Located on the third floor of Starbucks headquarters, the cafe serves food that is fresh and trendy yet still comforting, says general manager Rick Stromire.
SODO Kitchen, owned by Starbucks and managed by Bon Appétit Management, opened to the public in early May for breakfast and lunch.
Breakfast is a sleepier affair of continental fare (bagels, pastries, oatmeal and cold cereal) and omelets, scrambles and breakfast meats at the ready. But the kitchen fires up the hot stations in time for lunch, when big crowds bustle through the restaurant's doors.
The menu: Rotisserie items, like the prime rib with a horseradish crust ($9.79) and roast chicken served with seasonal veggies ($8.29), make for a well-rounded meal. For more traditional fare, try the burgers — beef, chicken or quinoa patties ($2.89-$7.79) — or thin-crust pizzas ($6.79-$7.49).
The "global" dining station offers some zingy alternatives, such as chicken tikka masala ($8.29). Make-yourself salads (51 cents per ounce for vegetarian or 62 cents per ounce with meat) feature locally sourced produce.
What to write home about: In the past, I have been rightfully skeptical of scrambled eggs made in bulk, but the Beecher's cheese and chive scramble was excellent. For lunch, the rustic mushroom bisque, potato cauliflower purée and crisp-skinned roast chicken hit the spot during a gray Seattle day.

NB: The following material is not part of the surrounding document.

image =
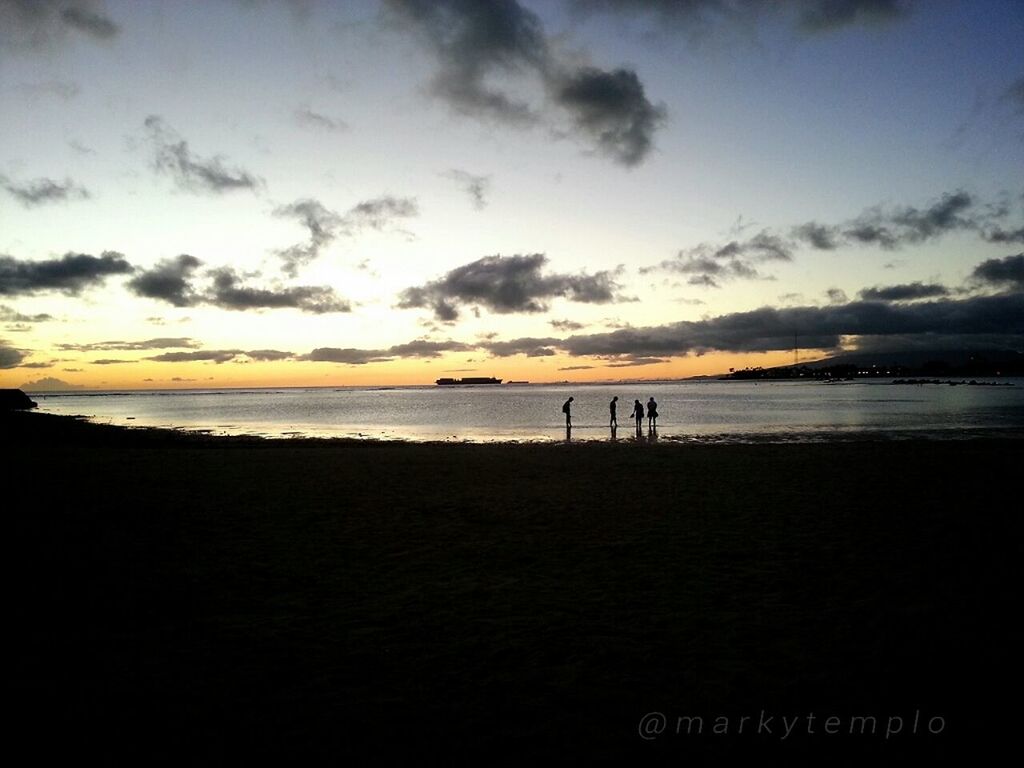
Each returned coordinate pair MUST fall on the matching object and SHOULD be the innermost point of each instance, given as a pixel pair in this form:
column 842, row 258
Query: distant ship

What to skip: The red-chili mahi mahi was a bit fishy and seemed out of its (nautical) league compared with the other local seafood options.
The setting: A sleek cafeteria with modern concrete floors and plenty of plush seating.
Summing up: Breakfast for two with corned-beef hash ($6.99), egg scramble with a side of bacon ($5.99) and two drip coffees (99 cents each) came to $14.96, not including tax and tip. For lunch, a rotisserie chicken with two sides ($8.29), bowl of soup ($3.99), mahi mahi ($8.99) and a single slider ($2.89) rang up at $24.16 and fed two.